Broke is a film that looks at the sudden boom in the wages of athletes and the impact that overnight going from minimum wage to a multi-million dollar contract can have. On one hand it is a film that sort of needs us to feel sorry for young men who are given wealth beyond the grasp of the vast majority of us but on the other hand it is a serious subject that does need someone to deal with it. As the film observes, often it is people from lower-income backgrounds who have little background in managing larger sums of money who end up winning the lottery overnight with no idea of what to do with it and the impression that it will last forever. Suffice to say that I was interested to see a film that could overcome the "screw them" factor and present the reality in a factual and interesting way.
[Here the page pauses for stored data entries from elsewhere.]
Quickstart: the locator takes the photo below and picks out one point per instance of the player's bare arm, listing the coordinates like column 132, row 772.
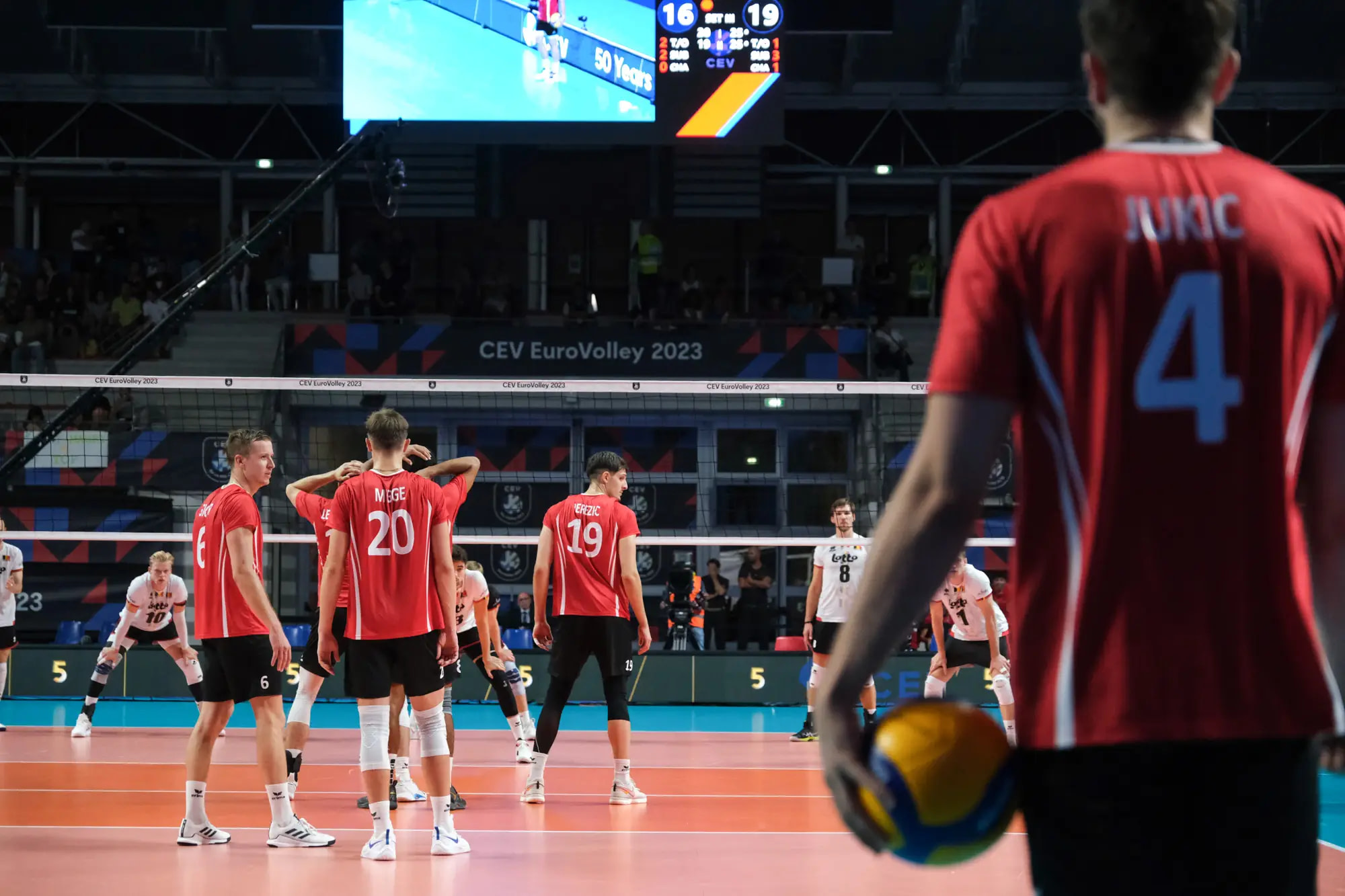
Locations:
column 315, row 482
column 240, row 544
column 925, row 526
column 1321, row 493
column 541, row 585
column 329, row 591
column 634, row 588
column 810, row 608
column 999, row 665
column 446, row 580
column 465, row 467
Sadly this isn't the film to do that – even though it does have its moments. The film starts out with a good collection of talking heads discussing the spending, the views, the habits and the naïvity of some athletes when it comes to money and as this is discussed there are details and real examples to back up these experiences. Problem is – throughout the film it is presented in a very lively and upbeat way; this makes it more accessible as a film but at the same time it undermines itself as a documentary. This isn't helped by many of those who are contributing cannot help but enjoy relating their stories of excess and fun – so while they appear to be making the point of "don't do what I did", their smiles and spark in their eyes seem to suggest that they would live that high-life again in a split second if they got the chance. Some are worse than others but the majority are like this and it is hard to take the film seriously when the contributors come over like they are telling stories about the time they got drunk – full of remorse about the hangover the next morning but gleefully telling the story to anyone who will listen.

It is still an interesting subject though and, although the film could have done a lot more, there is still quite a bit of value in here. It falls short of the mark by some way but it is worth a look because it does have pace and entertainment value even if it should have had much more to say than it ultimately does.